Mais uma das inestimáveis riquezas naturais deste país.
Difícil foi olhar para umas casas, tipo palacete, não muito diferentes daquelas que vemos na zona do Estoril, do tempo colonial, abandonadas, velhas, degradas, mas que melhor do que qualquer relato, contam bem a história de uma país com 30 anos
de guerra. De volta à Baía Azul, ainda houve tempo para um mergulho ao pôr-do-sol. Bem, pelo menos para alguns, porque o Nuno teve que recuperar o sono perdido pela manhã. Ao jantar havíamos de contar com as iguarias do fruto do trabalho do meu amor. Era hora de pôr na grelha o peixe pescado. E posso dizer-vos uma coisa, estava delicioso. Claro está que depois de tantas peripécias, o sono aparece cedo.
A nostalgia de Domingo… a partida anunciada… snif. Mas decidimos desfrutar ao máximo e por isso fomos para a praia bem cedo.

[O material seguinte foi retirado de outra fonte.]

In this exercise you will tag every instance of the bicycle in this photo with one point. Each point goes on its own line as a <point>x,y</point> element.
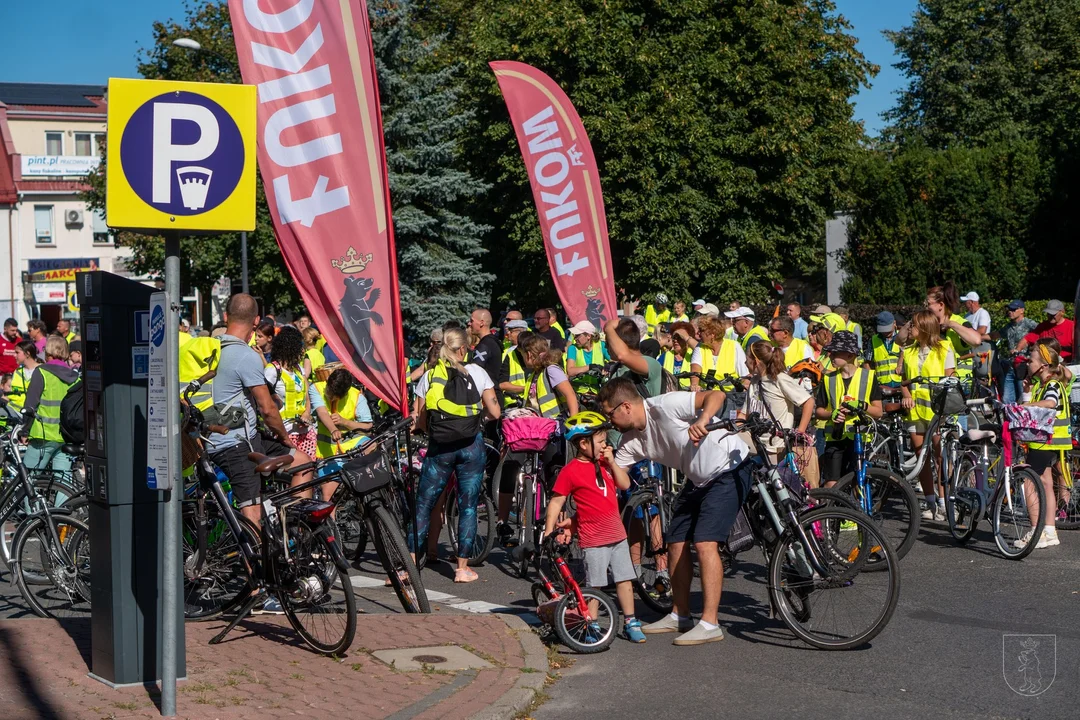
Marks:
<point>882,494</point>
<point>991,483</point>
<point>50,549</point>
<point>814,557</point>
<point>292,555</point>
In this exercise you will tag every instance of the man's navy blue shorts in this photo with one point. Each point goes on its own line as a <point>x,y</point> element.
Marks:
<point>704,514</point>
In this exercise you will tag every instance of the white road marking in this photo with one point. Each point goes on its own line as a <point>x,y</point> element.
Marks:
<point>478,607</point>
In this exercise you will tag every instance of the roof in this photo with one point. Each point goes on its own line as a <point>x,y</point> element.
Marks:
<point>45,94</point>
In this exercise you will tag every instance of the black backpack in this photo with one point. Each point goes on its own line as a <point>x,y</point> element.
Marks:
<point>72,420</point>
<point>446,428</point>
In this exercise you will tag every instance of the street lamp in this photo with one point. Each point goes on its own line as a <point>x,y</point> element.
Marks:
<point>196,46</point>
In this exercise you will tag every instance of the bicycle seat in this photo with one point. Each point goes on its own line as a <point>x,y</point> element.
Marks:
<point>266,465</point>
<point>979,436</point>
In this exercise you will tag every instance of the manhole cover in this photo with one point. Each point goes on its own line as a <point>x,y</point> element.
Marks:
<point>430,660</point>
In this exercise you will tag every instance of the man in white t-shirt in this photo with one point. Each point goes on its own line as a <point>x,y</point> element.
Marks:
<point>670,430</point>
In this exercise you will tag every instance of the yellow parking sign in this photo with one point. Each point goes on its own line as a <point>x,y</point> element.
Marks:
<point>180,155</point>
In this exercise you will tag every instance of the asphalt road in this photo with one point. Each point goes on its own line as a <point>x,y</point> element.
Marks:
<point>941,656</point>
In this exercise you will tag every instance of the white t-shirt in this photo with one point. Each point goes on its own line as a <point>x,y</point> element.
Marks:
<point>478,375</point>
<point>980,318</point>
<point>741,370</point>
<point>665,440</point>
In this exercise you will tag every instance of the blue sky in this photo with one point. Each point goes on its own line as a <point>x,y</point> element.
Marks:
<point>76,41</point>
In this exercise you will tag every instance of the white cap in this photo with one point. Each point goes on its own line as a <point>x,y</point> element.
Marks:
<point>584,327</point>
<point>709,309</point>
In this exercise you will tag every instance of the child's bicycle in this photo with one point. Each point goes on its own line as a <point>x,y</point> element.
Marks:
<point>565,607</point>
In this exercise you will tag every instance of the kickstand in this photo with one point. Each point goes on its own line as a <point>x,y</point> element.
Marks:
<point>243,612</point>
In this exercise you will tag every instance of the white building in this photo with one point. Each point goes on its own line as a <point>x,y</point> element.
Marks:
<point>49,139</point>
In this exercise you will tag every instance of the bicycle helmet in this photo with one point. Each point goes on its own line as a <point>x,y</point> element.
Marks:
<point>585,423</point>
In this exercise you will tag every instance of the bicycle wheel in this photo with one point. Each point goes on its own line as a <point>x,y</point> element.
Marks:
<point>1068,496</point>
<point>1011,510</point>
<point>485,527</point>
<point>963,503</point>
<point>393,553</point>
<point>214,570</point>
<point>648,552</point>
<point>585,636</point>
<point>56,493</point>
<point>65,566</point>
<point>315,596</point>
<point>894,504</point>
<point>845,608</point>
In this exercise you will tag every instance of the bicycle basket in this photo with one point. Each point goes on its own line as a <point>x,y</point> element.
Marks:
<point>528,433</point>
<point>366,473</point>
<point>948,399</point>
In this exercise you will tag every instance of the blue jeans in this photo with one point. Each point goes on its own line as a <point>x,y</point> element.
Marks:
<point>467,462</point>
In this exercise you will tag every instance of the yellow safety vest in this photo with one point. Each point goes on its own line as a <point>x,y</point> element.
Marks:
<point>1062,439</point>
<point>346,407</point>
<point>932,368</point>
<point>798,351</point>
<point>756,331</point>
<point>963,367</point>
<point>669,364</point>
<point>651,317</point>
<point>550,402</point>
<point>46,423</point>
<point>19,381</point>
<point>516,374</point>
<point>194,363</point>
<point>859,388</point>
<point>718,365</point>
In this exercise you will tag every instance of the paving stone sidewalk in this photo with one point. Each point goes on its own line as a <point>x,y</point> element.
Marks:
<point>261,670</point>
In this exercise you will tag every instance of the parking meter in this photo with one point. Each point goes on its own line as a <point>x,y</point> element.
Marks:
<point>125,516</point>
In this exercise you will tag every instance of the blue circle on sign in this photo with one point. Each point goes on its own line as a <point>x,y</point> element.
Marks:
<point>181,153</point>
<point>158,326</point>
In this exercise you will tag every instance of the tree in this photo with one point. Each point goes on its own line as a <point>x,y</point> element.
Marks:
<point>439,245</point>
<point>723,132</point>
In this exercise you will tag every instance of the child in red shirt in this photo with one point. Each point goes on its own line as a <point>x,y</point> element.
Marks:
<point>593,479</point>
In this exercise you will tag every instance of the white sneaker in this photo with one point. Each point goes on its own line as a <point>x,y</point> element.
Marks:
<point>1022,543</point>
<point>1049,539</point>
<point>669,624</point>
<point>700,635</point>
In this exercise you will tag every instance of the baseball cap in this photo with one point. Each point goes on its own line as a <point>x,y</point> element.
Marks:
<point>709,309</point>
<point>584,327</point>
<point>1054,307</point>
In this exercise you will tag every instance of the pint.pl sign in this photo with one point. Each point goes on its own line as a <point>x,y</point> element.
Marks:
<point>180,155</point>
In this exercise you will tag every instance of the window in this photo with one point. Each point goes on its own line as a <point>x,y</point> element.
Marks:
<point>43,223</point>
<point>85,144</point>
<point>100,230</point>
<point>54,144</point>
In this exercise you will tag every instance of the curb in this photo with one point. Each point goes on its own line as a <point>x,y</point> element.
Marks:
<point>530,681</point>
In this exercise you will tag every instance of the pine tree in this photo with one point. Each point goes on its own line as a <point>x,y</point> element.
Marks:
<point>439,245</point>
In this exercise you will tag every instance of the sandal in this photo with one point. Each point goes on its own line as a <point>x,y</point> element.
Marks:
<point>464,575</point>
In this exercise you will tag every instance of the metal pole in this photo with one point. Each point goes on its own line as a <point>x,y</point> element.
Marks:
<point>243,261</point>
<point>171,569</point>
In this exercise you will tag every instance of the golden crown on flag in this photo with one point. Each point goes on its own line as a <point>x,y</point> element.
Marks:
<point>352,262</point>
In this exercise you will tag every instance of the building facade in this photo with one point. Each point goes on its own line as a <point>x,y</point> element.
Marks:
<point>49,143</point>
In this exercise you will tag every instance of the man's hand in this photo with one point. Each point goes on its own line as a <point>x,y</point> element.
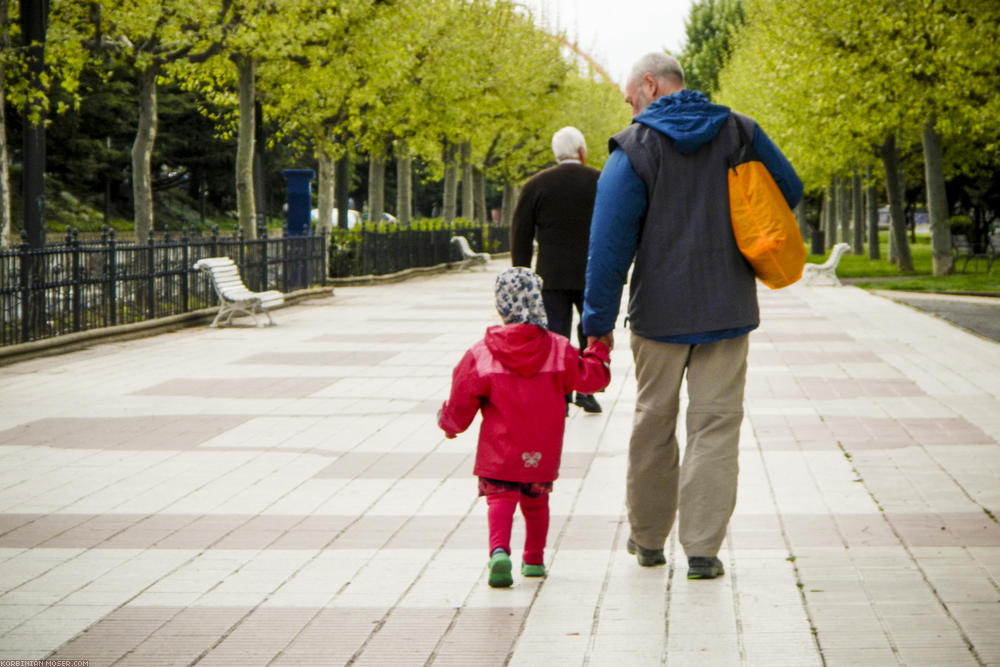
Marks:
<point>608,339</point>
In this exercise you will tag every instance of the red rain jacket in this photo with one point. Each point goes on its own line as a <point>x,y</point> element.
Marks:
<point>519,375</point>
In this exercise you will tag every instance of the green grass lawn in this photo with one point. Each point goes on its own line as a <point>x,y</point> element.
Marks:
<point>880,274</point>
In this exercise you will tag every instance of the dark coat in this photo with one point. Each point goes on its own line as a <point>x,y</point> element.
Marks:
<point>556,205</point>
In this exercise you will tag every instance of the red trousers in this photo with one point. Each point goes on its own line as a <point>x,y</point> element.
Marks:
<point>501,506</point>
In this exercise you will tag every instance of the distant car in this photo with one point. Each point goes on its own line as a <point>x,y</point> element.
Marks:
<point>353,218</point>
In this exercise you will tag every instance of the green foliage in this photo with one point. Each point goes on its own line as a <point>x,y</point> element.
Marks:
<point>960,224</point>
<point>711,29</point>
<point>830,79</point>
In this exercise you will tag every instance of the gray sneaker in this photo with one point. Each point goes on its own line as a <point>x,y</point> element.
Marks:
<point>702,567</point>
<point>646,557</point>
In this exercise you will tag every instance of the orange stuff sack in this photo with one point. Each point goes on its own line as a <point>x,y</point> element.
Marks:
<point>764,226</point>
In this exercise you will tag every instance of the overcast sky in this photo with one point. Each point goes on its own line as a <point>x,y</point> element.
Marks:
<point>616,32</point>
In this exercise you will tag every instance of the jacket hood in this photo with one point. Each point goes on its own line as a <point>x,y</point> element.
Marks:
<point>523,348</point>
<point>687,117</point>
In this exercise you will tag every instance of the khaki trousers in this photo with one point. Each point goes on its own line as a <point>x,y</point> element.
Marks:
<point>702,490</point>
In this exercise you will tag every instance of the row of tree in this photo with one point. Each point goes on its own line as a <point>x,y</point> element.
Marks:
<point>855,91</point>
<point>471,88</point>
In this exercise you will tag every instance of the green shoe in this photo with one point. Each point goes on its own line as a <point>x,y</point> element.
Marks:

Ainda pegámos no carro e fomos visitar uma pequena praia, a Caotinha, muito resguardada, mais pequena, mas também bem mais encantadora. Mesmo ao lado desta, na base de uma enseada, uma pequena praia, bem ao estilo de Fernando Noronha, de acesso difícil mas por isso mesmo por desbravar. Fiquei seduzida, devo dizer e só lamento que as fotografias não sejam fiéis à magnífica paisagem.
É chegada a hora de partir. Hora do voo – 16h00. Mas para que percebam um pouco mais da aura que pairou sobre este final de tarde deixem-me oferecer-vos mais uns detalhes. A área de Benguela é servida por um aeroporto civil e por um aeroporto militar (Catumbela). A companhia de aviação pertence ao famoso Grupo Sonangol. Se voarem com um Fokker podem aterrar no aeroporto civil mas se voarem com um Boeing já têm que recorrer ao aeroporto militar, que como facilmente podem imaginar não está minimamente preparado com salas de embarque, check-in ou qualquer tipo de handling.

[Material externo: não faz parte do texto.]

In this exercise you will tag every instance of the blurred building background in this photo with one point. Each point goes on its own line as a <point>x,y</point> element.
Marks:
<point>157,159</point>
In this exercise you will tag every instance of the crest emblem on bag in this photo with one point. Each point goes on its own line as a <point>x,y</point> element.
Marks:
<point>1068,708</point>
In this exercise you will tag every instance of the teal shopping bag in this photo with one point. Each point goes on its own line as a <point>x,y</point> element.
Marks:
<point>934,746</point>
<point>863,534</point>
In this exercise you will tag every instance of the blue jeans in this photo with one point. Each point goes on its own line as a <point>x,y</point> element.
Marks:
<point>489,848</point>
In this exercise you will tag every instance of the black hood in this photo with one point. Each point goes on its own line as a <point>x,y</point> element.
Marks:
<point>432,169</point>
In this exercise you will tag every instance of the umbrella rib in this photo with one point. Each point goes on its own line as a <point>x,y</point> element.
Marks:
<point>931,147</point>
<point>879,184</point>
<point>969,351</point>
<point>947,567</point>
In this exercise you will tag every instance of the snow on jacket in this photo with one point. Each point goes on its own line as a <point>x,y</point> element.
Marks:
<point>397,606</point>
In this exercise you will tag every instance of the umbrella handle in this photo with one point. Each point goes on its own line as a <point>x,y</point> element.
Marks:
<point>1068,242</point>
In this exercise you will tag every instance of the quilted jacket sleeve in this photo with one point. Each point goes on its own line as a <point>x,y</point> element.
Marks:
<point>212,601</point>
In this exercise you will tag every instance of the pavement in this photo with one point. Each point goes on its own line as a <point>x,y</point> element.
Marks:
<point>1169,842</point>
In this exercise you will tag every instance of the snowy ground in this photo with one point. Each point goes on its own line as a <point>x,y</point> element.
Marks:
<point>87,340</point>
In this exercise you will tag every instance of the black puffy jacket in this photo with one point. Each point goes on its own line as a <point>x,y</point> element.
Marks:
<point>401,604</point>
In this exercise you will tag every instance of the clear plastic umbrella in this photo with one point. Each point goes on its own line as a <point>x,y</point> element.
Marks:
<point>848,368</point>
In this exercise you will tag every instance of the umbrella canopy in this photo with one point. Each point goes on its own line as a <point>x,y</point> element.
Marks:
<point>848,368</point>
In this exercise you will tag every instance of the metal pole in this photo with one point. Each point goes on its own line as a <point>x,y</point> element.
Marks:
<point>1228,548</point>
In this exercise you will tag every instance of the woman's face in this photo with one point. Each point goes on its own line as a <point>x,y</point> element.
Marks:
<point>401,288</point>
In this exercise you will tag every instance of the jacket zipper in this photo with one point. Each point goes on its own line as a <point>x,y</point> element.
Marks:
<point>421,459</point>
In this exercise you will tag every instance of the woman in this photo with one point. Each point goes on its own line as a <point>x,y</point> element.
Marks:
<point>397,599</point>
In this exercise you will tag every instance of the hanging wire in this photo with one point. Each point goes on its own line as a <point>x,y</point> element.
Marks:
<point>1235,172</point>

Ficámos até ao último minuto para que sequer nos confirmassem que haveria voo,não se esuqeçam que era Domingo de Páscoa... Passado este dilema, qual seria o avião? Para que aeroporto nos deveríamos dirigir? Mas o divertido da questão era que independentemente do avião ou o aeroporto o chek-in seria seguramente em Benguela.

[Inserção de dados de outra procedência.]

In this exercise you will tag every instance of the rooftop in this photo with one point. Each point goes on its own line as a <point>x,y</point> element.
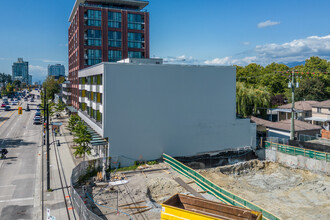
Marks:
<point>133,3</point>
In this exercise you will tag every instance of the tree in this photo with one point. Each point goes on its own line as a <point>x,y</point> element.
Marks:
<point>249,99</point>
<point>73,120</point>
<point>82,139</point>
<point>311,88</point>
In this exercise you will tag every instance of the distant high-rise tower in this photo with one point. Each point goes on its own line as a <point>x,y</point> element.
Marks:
<point>56,70</point>
<point>20,71</point>
<point>105,31</point>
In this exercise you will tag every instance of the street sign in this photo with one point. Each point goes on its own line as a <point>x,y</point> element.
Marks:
<point>20,110</point>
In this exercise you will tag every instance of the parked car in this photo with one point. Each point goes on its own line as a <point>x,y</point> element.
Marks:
<point>37,120</point>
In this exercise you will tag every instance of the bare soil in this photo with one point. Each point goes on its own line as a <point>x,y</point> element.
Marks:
<point>287,193</point>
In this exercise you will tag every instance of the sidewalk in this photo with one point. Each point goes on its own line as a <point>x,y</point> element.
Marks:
<point>54,201</point>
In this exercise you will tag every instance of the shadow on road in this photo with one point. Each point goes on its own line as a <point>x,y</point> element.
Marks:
<point>3,119</point>
<point>14,143</point>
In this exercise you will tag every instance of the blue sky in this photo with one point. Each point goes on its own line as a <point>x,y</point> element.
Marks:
<point>214,32</point>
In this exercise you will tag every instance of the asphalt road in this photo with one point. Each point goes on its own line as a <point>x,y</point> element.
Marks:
<point>19,173</point>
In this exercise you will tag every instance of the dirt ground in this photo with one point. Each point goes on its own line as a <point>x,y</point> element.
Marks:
<point>287,193</point>
<point>147,190</point>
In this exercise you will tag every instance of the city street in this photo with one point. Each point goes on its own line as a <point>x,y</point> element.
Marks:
<point>19,194</point>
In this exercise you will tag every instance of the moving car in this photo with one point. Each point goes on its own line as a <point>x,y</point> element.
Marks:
<point>37,120</point>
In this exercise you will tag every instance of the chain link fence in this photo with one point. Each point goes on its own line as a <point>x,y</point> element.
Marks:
<point>79,173</point>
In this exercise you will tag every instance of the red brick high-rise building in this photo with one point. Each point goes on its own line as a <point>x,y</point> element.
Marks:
<point>104,31</point>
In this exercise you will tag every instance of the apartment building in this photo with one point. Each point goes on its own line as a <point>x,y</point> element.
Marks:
<point>105,31</point>
<point>20,71</point>
<point>145,108</point>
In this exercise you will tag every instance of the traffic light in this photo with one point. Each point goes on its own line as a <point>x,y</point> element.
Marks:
<point>20,110</point>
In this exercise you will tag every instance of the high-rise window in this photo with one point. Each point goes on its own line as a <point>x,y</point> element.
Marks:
<point>114,39</point>
<point>93,38</point>
<point>135,40</point>
<point>94,18</point>
<point>134,54</point>
<point>93,57</point>
<point>114,55</point>
<point>135,21</point>
<point>114,19</point>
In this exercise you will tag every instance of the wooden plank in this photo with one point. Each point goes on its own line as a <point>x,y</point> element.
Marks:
<point>138,207</point>
<point>188,188</point>
<point>131,203</point>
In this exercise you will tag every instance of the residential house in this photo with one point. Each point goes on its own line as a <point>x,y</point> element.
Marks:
<point>303,109</point>
<point>321,114</point>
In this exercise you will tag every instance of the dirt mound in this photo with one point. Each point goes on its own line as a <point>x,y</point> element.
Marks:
<point>162,188</point>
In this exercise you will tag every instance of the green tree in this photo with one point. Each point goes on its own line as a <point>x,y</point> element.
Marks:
<point>249,99</point>
<point>82,139</point>
<point>59,107</point>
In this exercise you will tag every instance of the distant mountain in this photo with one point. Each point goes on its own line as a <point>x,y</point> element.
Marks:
<point>293,64</point>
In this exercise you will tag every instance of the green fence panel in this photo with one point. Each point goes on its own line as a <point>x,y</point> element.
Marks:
<point>295,151</point>
<point>213,189</point>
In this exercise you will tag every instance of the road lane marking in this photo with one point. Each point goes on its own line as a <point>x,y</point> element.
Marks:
<point>16,200</point>
<point>7,186</point>
<point>7,119</point>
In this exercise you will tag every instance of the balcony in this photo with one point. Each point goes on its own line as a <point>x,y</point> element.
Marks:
<point>83,99</point>
<point>82,86</point>
<point>66,93</point>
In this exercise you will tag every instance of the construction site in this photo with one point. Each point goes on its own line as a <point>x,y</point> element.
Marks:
<point>284,192</point>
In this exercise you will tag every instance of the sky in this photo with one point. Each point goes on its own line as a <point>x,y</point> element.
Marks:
<point>213,32</point>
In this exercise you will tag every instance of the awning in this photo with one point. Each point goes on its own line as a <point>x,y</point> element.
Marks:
<point>317,119</point>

Felizmente que a nossa amiga que nos havia recebido à chegada, tratou do chec-in e pudemos ie directamente para o aeroporto da Catumbela. Entrámos no aeroporto militar tranquilamente. O parque de estacionamento dos carros civis só é acessível, por uma paralela à pista de aviação, e portanto entrar no aeroporto é quase como percorrer o taxi way. Dali à placa ou à pista mais não seria necessário do que "dar-te na telha". As pessoas circulam livremente pelo espaço, com ou sem bilhete, com ou sem cartão de embarque.
O histerismo e a excitação começam a aumentar quando se vê o avião da Sonair fazer-se à pista para a aterragem. Assim que os passageiros começam a desembarcar, aqueles que se encontravam no aeroporto preparavam-se para, o que até então desconhecia, a verdadeira corrida ao ouro. Possuídos, arrancaram a pé por um acesso à placa e lá foram sem qualquer controlo ou travão. Mesmo à boca do avião, como uma manada que procura a fuga por um pequeno buraco numa cerca, os passageiros, com os cartões de embarque no ar, tentavam desesperadamente ser aceites. Como é próprio das multidões, os empurrões, o calor, a pressão, e a falta de respeito, tornavam-se quase insuportáveis. Mas, como infelizmente a) os lugares não são marcados e b) ter um cartão de embarque não é garante de embarque, a luta pelo teu lugar naquele amontoado de gente, só comparável com o acesso de Pas de La Casa em hora de ponta nas cadeiras para o outro lado da montanha, torna-se imprescindível. E ali ficámos uns bons 30min. Foi um momento único e de difícil descrição. Têm que passar por tal experiência. A viagem, por sua vez, decorreu sem grandes percalços, com excepção do embarque de uma maca que ficou a tapar o acesso a uma as portas de emergência.
À chegada a Luanda tínhamos um carro a tapar o nosso jeep. Buzinámos e nada. Pouco depois lá apareceu, em passo lento, calmo, naquela atitude típica de angolano, o dono do carro. Estranhou que estivéssemos tão exaltados, afinal de contas é um aeroporto e toda a gente sabe que os lugares escasseiam… Ele há dias!!!!!!!!!